Privacy-conscious data sharing and processing
The sharing of medical and genomic data, across departments and institutions, is necessary for both effective patient care and for meaningful research that advances the state-of-the-art in personalized medicine. In fact, the recent increasing trend towards P4 (Predictive, Preventive, Personalized and Participatory) medicine is called to revolutionize healthcare by providing better diagnoses and targeted preventive and therapeutic measures. However, clinical and research data on large numbers of individuals must be efficiently shared among all stakeholders. In this context, cybersecurity is as relevant as it is in regular hospital operations, but the privacy risks that stem from disclosing medical and genomic data play a prominent role and have become a barrier in the advancements of P4 medicine [64]. This is further reflected in the evolution of stricter regulations (e.g. HIPAA in US and GDPR in the EU [9, 11]).

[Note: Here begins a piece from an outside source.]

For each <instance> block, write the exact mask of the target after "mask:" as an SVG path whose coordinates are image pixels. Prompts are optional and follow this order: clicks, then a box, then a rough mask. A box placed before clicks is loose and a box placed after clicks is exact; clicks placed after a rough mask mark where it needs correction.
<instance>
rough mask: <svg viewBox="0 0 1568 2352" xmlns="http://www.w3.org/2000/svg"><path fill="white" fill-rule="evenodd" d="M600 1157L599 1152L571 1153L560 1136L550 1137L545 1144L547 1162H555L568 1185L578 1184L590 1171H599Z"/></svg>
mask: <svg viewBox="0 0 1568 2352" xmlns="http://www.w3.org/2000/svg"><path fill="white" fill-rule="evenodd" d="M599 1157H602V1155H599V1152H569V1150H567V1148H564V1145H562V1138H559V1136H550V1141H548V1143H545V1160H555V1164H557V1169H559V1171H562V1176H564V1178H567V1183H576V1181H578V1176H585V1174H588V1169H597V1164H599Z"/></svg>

The challenges of privacy-conscious data sharing and processing can be addressed through the use of advanced cryptographic mechanisms (such as homomorphic encryption [65, 66], trusted hardware [67], secure multiparty computation [68, 69]), and strong trust distribution techniques (such as distributed ledger technologies [70]). The use of these technologies provides security guarantees beyond those implemented by traditional approaches against cyberattacks [71], with the following four direct advantages: (a) achieving a more fine-grained control on access permissions, hence reducing or avoiding the need of privileged accounts to third parties, (b) implementing minimization principles on the released data for the agreed usage, in line with the latest and stricter data protection regulations and minimizing the risk of breaches and intentional or unintentional data misuse, (c) keeping individual and identifiable data within the confines of the security perimeter of the medical institution that governs them, and (d) enabling distributed logging and access control management, hence avoiding single points of failure and greatly reducing the effect of a breach and the risk of a successful attack, while allowing for more advanced implementations of auditability, accountability and incident recovery. Consequently, privacy-conscious data sharing and processing approaches are aligned with the aforementioned risk-based cybersecurity strategies, provide guarantees that go beyond the latter, yet enables operations across medical institutions that would otherwise be impossible.